The term'limited atonement' is not actually a helpful term. Every theological position that advocates that Jesus Christ provides an atonement applies some sort of limitation to that atonement with the exception of universalism.
For whom did Jesus die
The question really boils down to who did Jesus die for, did he die to achieve the actual salvation of the elect or did he deny to provide a potential salvation to those who are willing to receive it?
Joseph was instructed to call him Jesus because he would "save his people from their sins" matt 1:21
In John 10:11 Jesus Christ says: "I am the good shepherd.

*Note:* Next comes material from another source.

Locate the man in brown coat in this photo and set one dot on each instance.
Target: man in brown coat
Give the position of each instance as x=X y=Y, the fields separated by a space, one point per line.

The good shepherd gives His life for the sheep." Notice in John 17:9 that Jesus refuses to pray for those who God has not given him!
John 3:16 makes it plain that whilst God sent his son because he loved the world, all those who believe will experience salvation.
So, for whom did Jesus die - did he die for everyone or did his die with a specific group in mind.
Does the death of Jesus achieve what it set out to do?
What does the bible say the death of Jesus achieved?
Roman 5:19 "For as by one man's disobedience many were made sinners, so also by one Man's obedience many will be made righteous."
Notice that Paul doesn't say the death of Jesus makes some potentially righteous, he says it actually makes them righteous.
The free offer of the gospel
The question assumes that God is extending his gift of salvation universally, however that is presupposition that needs biblical support. From the very beginning God seems to be selective, he selects Abraham, then he selects Isaac (rejecting Ishmael) then Jacob, then the Jews - did he offer the same opportunities to Nahor, Ishmael, Esau, and the Canaanites?
What about people alive today in remote part of the world, places where the gospel has not yet reached? Does God extend his gift of salvation to them, if so, how does it do it?